RESEARCH TRIANGLE PARK, NC--(Marketwire - January 26, 2011) -  The last decade of Medical Affairs restructuring and growth has driven a shift of responsibility to the regional and local affiliate level, allowing for processes and communication customized for local needs and preferences.

In a newly released study, life sciences executives discussed giving more responsibilities to country-level affiliates to better meet the needs of the global medical community. "In the last ten years companies rose to the challenge of increasing global complexity by investing to ensure departments in key markets were structured for success in changing regulatory environments," said Adam Bianchi, chief operating officer of Cutting Edge Information. 

"The growth of clinical development investment in emerging markets has been a major driver of the need to support growing communities of medical professionals," said Ryan McGuire, project leader for "Medical Affairs: Effective Global Resource Allocation."

"Country-level medical affairs groups participating in the study were responsible for an average of 6.4 of the 11 common subfunctions. U.S.-based medical affairs group are responsible for an average of 8.2 subfunctions," said McGuire.

With a clear Medical Affairs strategy set and coordinated by a global authority, local leaders can ensure effective implementation. "Companies want to create a harmonious global medical strategy," said Bianchi. "To do that, many companies have increased the responsibilities of affiliate groups."

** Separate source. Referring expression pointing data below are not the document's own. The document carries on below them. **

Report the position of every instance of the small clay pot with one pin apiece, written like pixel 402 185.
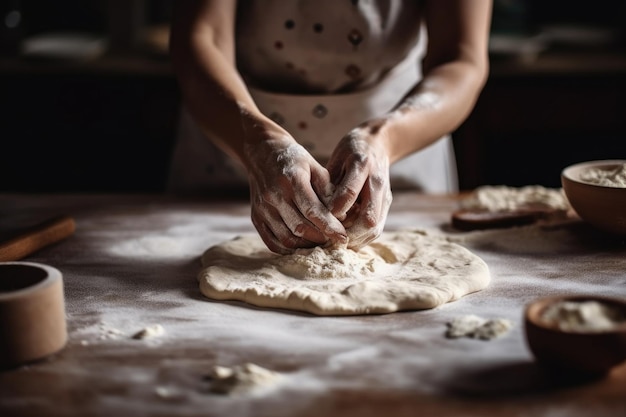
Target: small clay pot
pixel 600 206
pixel 32 313
pixel 592 353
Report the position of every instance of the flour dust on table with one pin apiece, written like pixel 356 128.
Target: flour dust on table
pixel 408 270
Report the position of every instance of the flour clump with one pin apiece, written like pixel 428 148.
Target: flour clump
pixel 407 270
pixel 615 177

Medical publications and thought leader management are the top subfunctions managed regionally or by country unit with medical information and medical education next most common.

  • Medical Publications - 91%
  • Thought Leader Management - 91%
  • Medical Information - 82%
  • Medical Education - 82%
  • Investigator-Initiated Trials - 73%
  • Medical Grants - 64%
  • Medical Science Liaison Programs - 64%
  • Compliance - 55%
  • Speaker Programs - 55%
  • Regulatory Affairs - 45%
  • Health Economics - 27%

(Medical Affairs breakdown at

Executives participating in the study found Thought Leader Management to be an ideal subfunction for piloting affiliate management. Local personnel are often better able to cultivate key opinion leader (KOL) relationships in their country. Regional medical affairs personnel are often practicing physicians, giving them a firsthand understanding of their colleagues' needs.